Eliminating Delays from systemd-journald - bcantrill
https://coreos.com/blog/eliminating-journald-delays-part-1.html
======
JdeBP
One interesting thing is glossed over in that article as a parenthetical
aside:

> _Inspecting the process for "trusted" metadata (fails since process has
> exited):_

This is in fact a long-standing bug in systemd, first listed in 2012, ...

* [https://bugs.freedesktop.org/show_bug.cgi?id=50184](https://bugs.freedesktop.org/show_bug.cgi?id=50184)

... that doesn't just affect systemd-cat but also affects systemd-notify ...

* [https://github.com/systemd/systemd/issues/2737](https://github.com/systemd/systemd/issues/2737)

* [https://bugzilla.redhat.com/show_bug.cgi?id=820448](https://bugzilla.redhat.com/show_bug.cgi?id=820448)

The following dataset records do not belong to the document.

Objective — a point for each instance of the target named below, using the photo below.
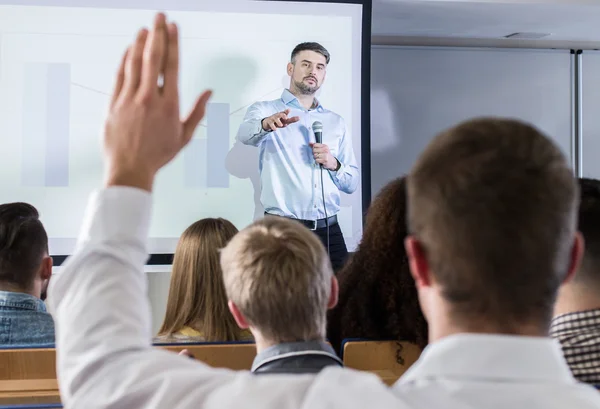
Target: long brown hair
(197, 295)
(378, 297)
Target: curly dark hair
(378, 297)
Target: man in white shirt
(493, 233)
(103, 326)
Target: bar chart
(46, 128)
(205, 157)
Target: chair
(387, 359)
(28, 375)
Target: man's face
(307, 71)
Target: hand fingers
(171, 73)
(195, 116)
(133, 65)
(120, 78)
(154, 55)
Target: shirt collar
(290, 99)
(288, 349)
(21, 301)
(497, 357)
(575, 321)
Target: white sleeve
(104, 353)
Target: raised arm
(347, 177)
(99, 301)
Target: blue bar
(217, 122)
(58, 124)
(33, 141)
(194, 159)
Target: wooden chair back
(388, 359)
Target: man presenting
(291, 161)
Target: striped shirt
(579, 337)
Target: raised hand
(143, 131)
(278, 120)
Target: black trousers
(338, 253)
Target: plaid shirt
(579, 336)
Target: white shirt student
(104, 355)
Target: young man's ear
(237, 315)
(333, 297)
(419, 267)
(577, 251)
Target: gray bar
(58, 124)
(34, 112)
(217, 122)
(194, 158)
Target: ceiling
(570, 23)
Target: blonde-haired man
(280, 283)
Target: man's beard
(305, 88)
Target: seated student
(25, 269)
(280, 284)
(492, 209)
(101, 307)
(197, 304)
(378, 297)
(576, 324)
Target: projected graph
(46, 108)
(205, 157)
(46, 132)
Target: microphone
(318, 130)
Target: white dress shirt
(105, 358)
(470, 371)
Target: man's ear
(577, 251)
(46, 268)
(333, 297)
(419, 267)
(237, 315)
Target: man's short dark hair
(23, 244)
(316, 47)
(589, 226)
(494, 204)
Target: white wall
(418, 92)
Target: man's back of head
(23, 248)
(577, 313)
(586, 282)
(492, 235)
(278, 276)
(492, 209)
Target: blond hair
(279, 276)
(494, 204)
(196, 295)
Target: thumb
(195, 116)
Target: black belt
(313, 224)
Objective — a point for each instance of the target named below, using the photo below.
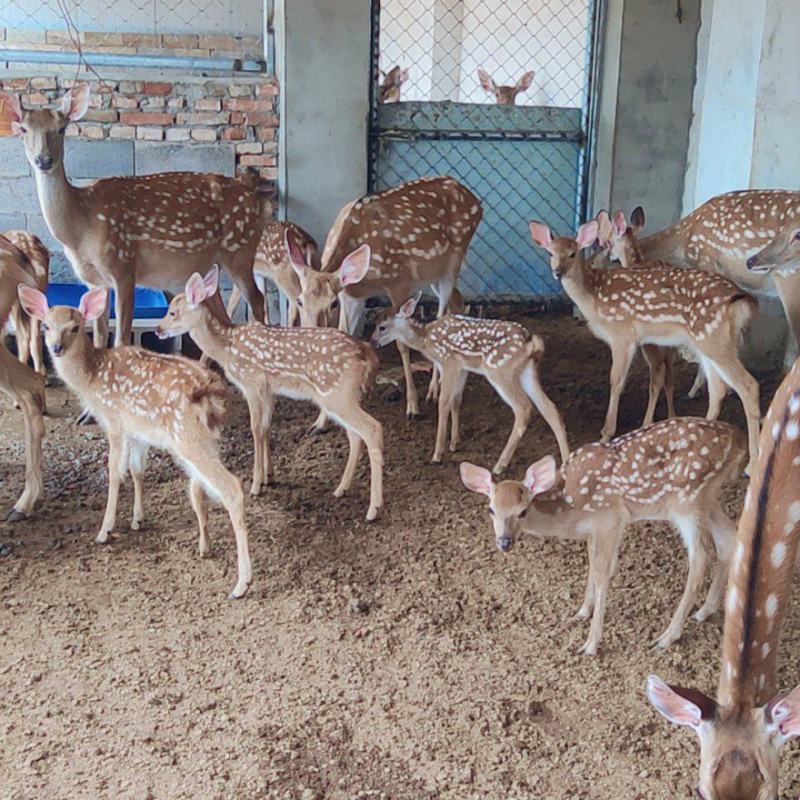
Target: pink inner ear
(355, 266)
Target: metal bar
(135, 61)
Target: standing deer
(657, 304)
(743, 731)
(326, 366)
(672, 471)
(149, 230)
(142, 400)
(36, 262)
(20, 383)
(392, 84)
(389, 244)
(505, 95)
(723, 233)
(272, 261)
(505, 353)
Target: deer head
(63, 326)
(319, 291)
(43, 130)
(392, 83)
(565, 252)
(505, 95)
(509, 501)
(184, 312)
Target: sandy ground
(404, 659)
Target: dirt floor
(404, 659)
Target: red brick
(157, 87)
(143, 118)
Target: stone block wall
(137, 127)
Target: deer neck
(61, 205)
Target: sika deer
(742, 732)
(142, 400)
(20, 383)
(657, 304)
(149, 230)
(273, 262)
(672, 471)
(505, 353)
(505, 95)
(389, 244)
(326, 366)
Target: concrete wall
(656, 77)
(324, 104)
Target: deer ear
(93, 304)
(211, 281)
(486, 80)
(75, 102)
(784, 711)
(680, 706)
(541, 476)
(540, 233)
(525, 81)
(620, 224)
(475, 478)
(355, 265)
(587, 234)
(33, 302)
(195, 290)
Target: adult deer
(672, 471)
(392, 84)
(36, 262)
(505, 353)
(723, 233)
(390, 243)
(505, 95)
(150, 230)
(272, 261)
(20, 383)
(144, 399)
(326, 366)
(657, 304)
(742, 732)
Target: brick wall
(137, 127)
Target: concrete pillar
(323, 65)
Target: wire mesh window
(497, 94)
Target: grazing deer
(273, 262)
(505, 353)
(142, 400)
(389, 244)
(657, 304)
(149, 230)
(728, 230)
(326, 366)
(36, 262)
(393, 81)
(742, 732)
(672, 471)
(505, 95)
(20, 383)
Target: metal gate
(453, 63)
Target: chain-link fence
(497, 94)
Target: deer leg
(509, 387)
(723, 533)
(690, 533)
(603, 566)
(116, 466)
(621, 357)
(197, 497)
(545, 406)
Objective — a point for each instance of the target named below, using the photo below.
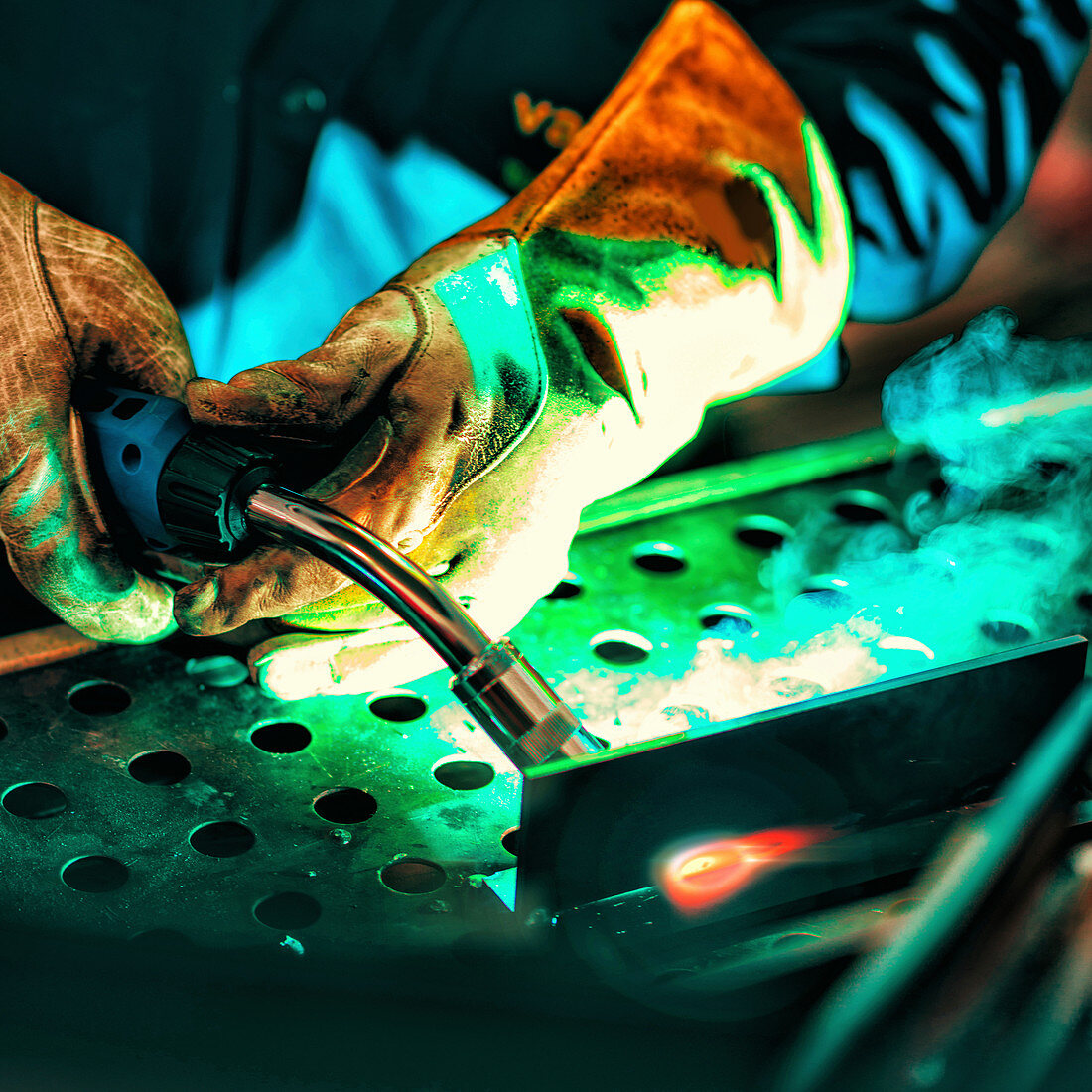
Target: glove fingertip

* [https://bugs.freedesktop.org/show_bug.cgi?id=75680](https://bugs.freedesktop.org/show_bug.cgi?id=75680)

... making its use in services somewhat problematic. The opinion of the
systemd developers is, as can be seen, that the Linux kernel should be fixed
so that its IPC mechanisms transport this information to servers, relieving
servers such as systemd and systemd-journald of the burden of querying /proc
for information about processes at the client end that have already exited.